In Orpheus, what you see is what you get… and then some. The Deconstructive Theatre Project, the aforementioned theater troupe I’d impulsively join, makes deconstruction about WAY more than the transparency of process (in the Brechtian vein of breaking the fourth wall, making sets and costumes look fabricated and unrealistic, etc.). Here, we actually see the lie that the process produces– the film projected behind us. This is another dissonance of the process. We see the actors using makeshift tools (a piece of wallpaper, a miniature house, a train set, a spray can, a branch, a clear container of sand, etc.) to produce a very pretty realistic film. Even though we see that ‘Eurydice’ only has her feet in a fishtank, the film shows her clearly drowning. Even though we see the hands of an Orpheus double preparing tea while the real Orpheus prepares for his next scene, the film makes the transition seamless.

The ensemble’s energetic, yet quite mechanical, live production of a film is all for the sake of process mirroring content. Here’s where things get a bit trippy. Artistic Director Adam Thompson explained in the company talk back how his interest in the neuroscience of memory was integrated into the structure of the play. For one thing, the part of the brain that recalls memories is the same part of the brain used in our imaginative thinking. As has been shown time and again in psychological studies, memories are incredibly fickle things, easily-influenced by our emotional states, our biases, our environments, our imaginations, etc. Memory is likewise a construction of different sensory intake, all located in different parts of the brain.

For the DTP, the film projection is Orpheus’s constructed memory. Meanwhile, the audience is privy to the simultaneous construction of the memory through the actors live performance. We can see exactly how the symbolic memory effectively misrepresents the actual process. It lies to us. The company’s busy efforts to set up the scenes for these memories mimic the way that we, both biologically and emotionally, busily struggle to reproduce (and also reconstruct) our memories.

Awesome stuff, huh?

Now, getting back to the lovers, I definitely think that the play can continue to develop its themes through the couple’s relationship as the company intends to extend it.
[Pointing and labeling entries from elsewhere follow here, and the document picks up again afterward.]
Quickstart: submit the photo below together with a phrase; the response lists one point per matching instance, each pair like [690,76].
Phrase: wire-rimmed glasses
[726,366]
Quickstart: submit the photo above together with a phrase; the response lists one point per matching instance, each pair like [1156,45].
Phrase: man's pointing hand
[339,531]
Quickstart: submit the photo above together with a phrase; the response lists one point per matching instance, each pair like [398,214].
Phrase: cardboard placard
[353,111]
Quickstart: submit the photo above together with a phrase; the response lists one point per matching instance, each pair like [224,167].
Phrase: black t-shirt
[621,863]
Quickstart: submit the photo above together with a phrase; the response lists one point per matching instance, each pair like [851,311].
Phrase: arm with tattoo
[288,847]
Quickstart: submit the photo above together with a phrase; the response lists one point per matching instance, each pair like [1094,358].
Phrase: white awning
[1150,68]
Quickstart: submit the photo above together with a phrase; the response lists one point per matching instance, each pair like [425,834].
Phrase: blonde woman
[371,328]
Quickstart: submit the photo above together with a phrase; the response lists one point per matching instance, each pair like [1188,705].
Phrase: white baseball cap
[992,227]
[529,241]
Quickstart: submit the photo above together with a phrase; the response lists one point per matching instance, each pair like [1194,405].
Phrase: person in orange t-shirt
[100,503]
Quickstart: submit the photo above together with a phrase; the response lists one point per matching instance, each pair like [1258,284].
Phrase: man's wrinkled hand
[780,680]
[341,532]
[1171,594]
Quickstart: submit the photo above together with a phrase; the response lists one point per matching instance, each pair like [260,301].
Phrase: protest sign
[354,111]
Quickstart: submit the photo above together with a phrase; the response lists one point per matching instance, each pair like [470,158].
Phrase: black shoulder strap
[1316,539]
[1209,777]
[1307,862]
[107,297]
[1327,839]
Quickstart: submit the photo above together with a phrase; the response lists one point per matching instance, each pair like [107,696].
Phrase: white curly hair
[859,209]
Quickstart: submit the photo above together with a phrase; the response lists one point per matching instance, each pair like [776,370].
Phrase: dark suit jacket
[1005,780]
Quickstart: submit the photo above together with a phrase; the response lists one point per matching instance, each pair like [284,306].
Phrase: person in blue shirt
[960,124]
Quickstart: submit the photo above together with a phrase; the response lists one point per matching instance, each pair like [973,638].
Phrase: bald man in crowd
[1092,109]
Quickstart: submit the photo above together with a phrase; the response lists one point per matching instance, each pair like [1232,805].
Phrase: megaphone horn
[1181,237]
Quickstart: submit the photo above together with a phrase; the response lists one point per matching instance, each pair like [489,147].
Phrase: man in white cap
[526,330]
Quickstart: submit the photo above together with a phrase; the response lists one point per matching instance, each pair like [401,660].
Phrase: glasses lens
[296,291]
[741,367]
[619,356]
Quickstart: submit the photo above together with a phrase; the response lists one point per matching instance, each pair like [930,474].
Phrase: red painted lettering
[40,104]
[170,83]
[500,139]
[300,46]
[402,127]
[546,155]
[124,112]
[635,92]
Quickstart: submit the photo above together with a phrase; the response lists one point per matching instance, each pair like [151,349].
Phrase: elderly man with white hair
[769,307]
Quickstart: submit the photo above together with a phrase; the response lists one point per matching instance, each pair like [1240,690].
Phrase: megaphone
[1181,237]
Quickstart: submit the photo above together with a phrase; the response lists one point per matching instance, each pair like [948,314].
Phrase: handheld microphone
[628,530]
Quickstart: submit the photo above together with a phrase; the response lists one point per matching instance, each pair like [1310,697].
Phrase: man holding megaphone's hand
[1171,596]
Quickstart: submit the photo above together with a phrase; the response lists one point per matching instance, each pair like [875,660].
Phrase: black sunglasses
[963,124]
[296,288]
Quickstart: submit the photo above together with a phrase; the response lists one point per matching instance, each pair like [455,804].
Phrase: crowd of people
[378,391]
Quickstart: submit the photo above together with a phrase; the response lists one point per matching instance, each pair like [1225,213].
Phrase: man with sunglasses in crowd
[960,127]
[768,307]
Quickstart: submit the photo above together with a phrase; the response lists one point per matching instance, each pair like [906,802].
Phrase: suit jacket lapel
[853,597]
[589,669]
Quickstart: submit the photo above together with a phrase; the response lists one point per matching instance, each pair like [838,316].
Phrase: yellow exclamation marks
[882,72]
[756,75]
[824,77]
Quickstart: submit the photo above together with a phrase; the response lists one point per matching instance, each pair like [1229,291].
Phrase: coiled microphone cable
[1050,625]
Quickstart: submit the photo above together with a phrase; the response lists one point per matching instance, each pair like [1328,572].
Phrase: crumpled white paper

While the relationship between lying and memory is extraordinarily effective in the process of the play, do we have any reason to doubt Orpheus’s recollections? Might the content and form become even more unified had there been planted in the audience’s mind certain seeds of doubt as to how reliable our narrators’ accounts are? It doesn’t need to be overt– the script’s nuanced, poetic language is a perfect accompaniment to the business of the stage. It makes a completed piece that resonates both on an emotional and intellectual level. I’m very interested to see how DTP continues to work in its multimedia approach and where they decide to take both Orpheus and their mission.

The Orpheus Variations is being presented this weekend only (through June 30) at the HERE Arts Center by the Deconstructive Theatre Project.